Friday, April 14, 2017

The Elusive Search for Balance - (with some history) by NCTM President Larson

February 20, 2017 from NCTM President Matt Larson

The Elusive Search for Balance

Mr Larson gives a summary of US Math education history and begins with:

 “The Common Core math standards seek to bring a peaceful end to the ‘math wars’ of recent years by requiring equal attention to conceptual understanding, procedural fluency, and application (applying math to real-world problems). Yet striking that balance has not been easy. We see in these results several examples of teachers over- or underemphasizing one component to the detriment of another”

His observation sure nails that correctly that "balance has not been easy" yet fails to say the failure to balance is at least partially because of NCTM and NSF actions.

Historically the NSF funding of "New Math" produced a disaster for many students (I was one). But in later years a windfall for institutions developing "reform math" materials via NSF grant dollars.

 "The late 1950s and 1960s were the era of “New Math.” Proponents of new math worked to make the pendulum swing from rote learning to discovery teaching approaches that emphasized developing students’ understanding of the structure of mathematics, how mathematical ideas fit together, and the reasoning (or habits of mind) of mathematicians."

In regard to habits of mind -  elementary grade students are largely in need of procedural fluency for the habits of mind of mathematicians depend on underlying competencies.
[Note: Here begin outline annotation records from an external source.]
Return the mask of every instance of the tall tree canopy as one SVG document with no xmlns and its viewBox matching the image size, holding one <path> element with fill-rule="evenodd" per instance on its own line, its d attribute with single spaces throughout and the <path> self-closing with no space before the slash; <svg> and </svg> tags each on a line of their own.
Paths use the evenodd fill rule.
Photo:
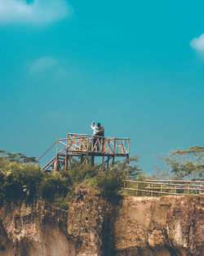
<svg viewBox="0 0 204 256">
<path fill-rule="evenodd" d="M 204 147 L 193 146 L 188 150 L 171 150 L 167 157 L 161 157 L 175 178 L 203 180 Z"/>
</svg>

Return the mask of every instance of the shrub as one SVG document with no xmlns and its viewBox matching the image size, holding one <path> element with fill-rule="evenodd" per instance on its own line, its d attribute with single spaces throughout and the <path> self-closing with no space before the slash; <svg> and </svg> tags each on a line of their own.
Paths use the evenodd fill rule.
<svg viewBox="0 0 204 256">
<path fill-rule="evenodd" d="M 121 198 L 121 190 L 123 186 L 124 173 L 108 169 L 99 173 L 95 179 L 95 186 L 99 189 L 102 196 L 113 203 Z"/>
</svg>

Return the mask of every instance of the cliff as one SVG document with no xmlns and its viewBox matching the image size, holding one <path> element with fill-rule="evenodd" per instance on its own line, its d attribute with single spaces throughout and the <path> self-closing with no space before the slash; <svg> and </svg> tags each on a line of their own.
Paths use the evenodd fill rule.
<svg viewBox="0 0 204 256">
<path fill-rule="evenodd" d="M 203 197 L 125 197 L 84 190 L 68 211 L 46 202 L 0 210 L 0 256 L 203 255 Z"/>
</svg>

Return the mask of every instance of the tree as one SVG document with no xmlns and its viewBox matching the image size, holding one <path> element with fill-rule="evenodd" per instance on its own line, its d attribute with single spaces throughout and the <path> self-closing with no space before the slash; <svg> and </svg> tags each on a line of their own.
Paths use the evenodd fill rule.
<svg viewBox="0 0 204 256">
<path fill-rule="evenodd" d="M 167 157 L 161 159 L 167 167 L 165 173 L 169 172 L 175 179 L 204 180 L 204 147 L 202 146 L 171 150 Z"/>
<path fill-rule="evenodd" d="M 0 160 L 9 162 L 16 162 L 23 164 L 34 163 L 36 158 L 34 156 L 27 156 L 23 153 L 10 153 L 6 150 L 0 150 Z"/>
</svg>

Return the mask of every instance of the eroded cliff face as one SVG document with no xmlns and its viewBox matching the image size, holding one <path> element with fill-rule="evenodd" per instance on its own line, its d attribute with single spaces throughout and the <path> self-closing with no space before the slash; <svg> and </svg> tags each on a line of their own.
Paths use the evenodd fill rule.
<svg viewBox="0 0 204 256">
<path fill-rule="evenodd" d="M 69 212 L 45 203 L 0 210 L 0 256 L 203 255 L 203 197 L 126 197 L 85 191 Z"/>
<path fill-rule="evenodd" d="M 129 197 L 114 222 L 117 255 L 204 255 L 203 198 Z"/>
</svg>

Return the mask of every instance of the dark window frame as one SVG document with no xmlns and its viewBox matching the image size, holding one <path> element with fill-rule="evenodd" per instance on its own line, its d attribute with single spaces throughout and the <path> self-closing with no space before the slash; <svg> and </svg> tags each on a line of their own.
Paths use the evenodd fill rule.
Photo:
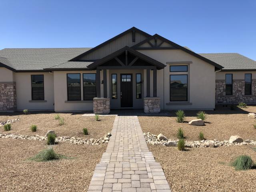
<svg viewBox="0 0 256 192">
<path fill-rule="evenodd" d="M 69 98 L 68 98 L 68 76 L 69 74 L 79 74 L 79 76 L 80 76 L 80 100 L 70 100 Z M 81 101 L 82 100 L 82 97 L 81 96 L 81 74 L 80 73 L 67 73 L 67 95 L 68 96 L 68 101 Z"/>
<path fill-rule="evenodd" d="M 33 82 L 33 79 L 32 78 L 32 77 L 33 76 L 35 76 L 35 75 L 42 75 L 43 76 L 43 87 L 44 88 L 44 98 L 43 99 L 42 99 L 42 100 L 38 100 L 38 99 L 34 99 L 33 98 L 33 91 L 32 91 L 32 89 L 33 89 L 33 87 L 32 86 L 32 85 L 33 84 L 32 84 L 32 82 Z M 38 101 L 44 101 L 44 75 L 43 74 L 32 74 L 30 75 L 31 76 L 31 100 L 34 100 L 34 101 L 36 101 L 36 100 L 38 100 Z"/>
<path fill-rule="evenodd" d="M 139 98 L 137 98 L 137 75 L 140 75 L 140 97 Z M 142 98 L 142 83 L 141 83 L 142 81 L 142 76 L 141 75 L 141 73 L 136 73 L 136 98 L 138 99 L 140 99 Z"/>
<path fill-rule="evenodd" d="M 116 98 L 113 98 L 113 75 L 116 75 Z M 112 99 L 117 99 L 118 94 L 117 93 L 117 74 L 116 73 L 112 73 L 111 74 L 111 98 Z"/>
<path fill-rule="evenodd" d="M 251 86 L 250 87 L 250 94 L 245 94 L 245 75 L 251 75 Z M 251 73 L 245 73 L 244 74 L 244 95 L 251 95 L 252 92 L 252 74 Z"/>
<path fill-rule="evenodd" d="M 171 100 L 171 76 L 173 75 L 186 75 L 187 76 L 187 89 L 186 89 L 186 100 L 176 100 L 176 101 L 172 101 Z M 188 102 L 188 74 L 170 74 L 170 80 L 169 82 L 169 87 L 170 88 L 170 102 Z"/>
<path fill-rule="evenodd" d="M 186 71 L 172 71 L 171 70 L 171 67 L 173 66 L 185 66 L 187 67 L 187 70 Z M 170 65 L 170 72 L 175 73 L 176 72 L 188 72 L 188 66 L 187 65 Z"/>
<path fill-rule="evenodd" d="M 227 94 L 227 75 L 231 75 L 231 94 Z M 225 95 L 233 95 L 233 74 L 226 73 L 225 74 Z"/>
<path fill-rule="evenodd" d="M 83 78 L 83 100 L 84 101 L 93 101 L 93 99 L 92 99 L 92 100 L 88 100 L 88 99 L 86 99 L 86 100 L 85 100 L 84 99 L 84 74 L 94 74 L 95 75 L 95 80 L 96 80 L 96 85 L 95 86 L 95 89 L 96 90 L 96 91 L 95 92 L 95 93 L 96 94 L 96 95 L 95 95 L 95 97 L 97 97 L 97 74 L 96 74 L 96 73 L 83 73 L 82 74 L 82 77 Z M 80 80 L 81 80 L 81 79 Z M 81 92 L 81 88 L 80 88 L 80 92 Z"/>
</svg>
What Mr Larson neglects to mention is that the abandonment of efforts to produce procedurally fluent students produced confusion and chaos for many students.  This same chaos was repeated decades later by Core-Plus materials. After 4 years of Core-Plus in high school many hopeful engineering students found themselves completely unprepared for math in college.  Students discovered that they had been tricked.

"In 1989 NCTM gave birth to the standards-based education reform effort with the release of Curriculum and Evaluation Standards for School Mathematics, and subsequently NCTM followed up this transformative publication with a series of other standards publications, culminating in Principles and Standards for School Mathematics (2000). By the mid-1990s over 40 states had created state math standards or curriculum frameworks consistent with the NCTM standards. But by the late 1990s the pendulum began to swing back to the basics when the “math wars” erupted in California and then spread across the country as parents and others demanded a renewed emphasis on procedural skills and direct instruction."

The NCTM standards were likely responsible for the NSF funding the development of programs like Core-Plus. There were many others that were also ineffective yet served as a cash cow for colleges and other institutions involved in their development.

By 2006 the NCTM had issued the NCTM focal points in an effort to bring the necessity for Procedural Fluency back into the picture.

Most of Mr Larsen's "Search for Balance" is excellent.  Today the question remains why are the results of international math performance finding the USA students way less competent than those in high performing nations?  Why are Black/African American students scoring so poorly on NAEP math when the NCTM emphasizes equity?

There is a major need for a change of direction.  Yet this need goes unrecognized.

Is the plan for more H-1B visas for STEM professionals?  
Consider TIMSS 2015 advanced 8th grade students by percent:

54% - Singapore
44% - Chinese Taipei
43% - Korea
37% - Hong Kong
34% - Japan
15% - Kazakstan
14% - Russian Federation
13% - Israel
12% - Hungary
10% - USA
10% - England
7% - Canada
7% - Australia
7% - Ireland
5% - Norway
3% - Sweden
0% - Egypt
0% - Lebanon
0% - Morocco
0% - Botswanna
0% - Saudi Arabia
0% - Jordon

Grade 4 teachers:
Major in primary education and major (or specialization) in mathematics.

59% Singapore / about 4.5 times US
13% USA
International Average 27%
Grade 8 teachers:
Major in Mathematics Education and Mathematics
53% - Singapore / about 1.5 times US
35% - USA
international avg 36%
Major in Math but no major in Math Education
31% - Singapore
12% - USA
international avg 36%
Major in Math Ed but no major in Mathematics
6% - Singapore / less than 1/3 of US
22% - USA
international avg 13%
My observation is that:
Most current leaders in USA school districts and state offices of education directing math decisions are holders of degrees in Math education.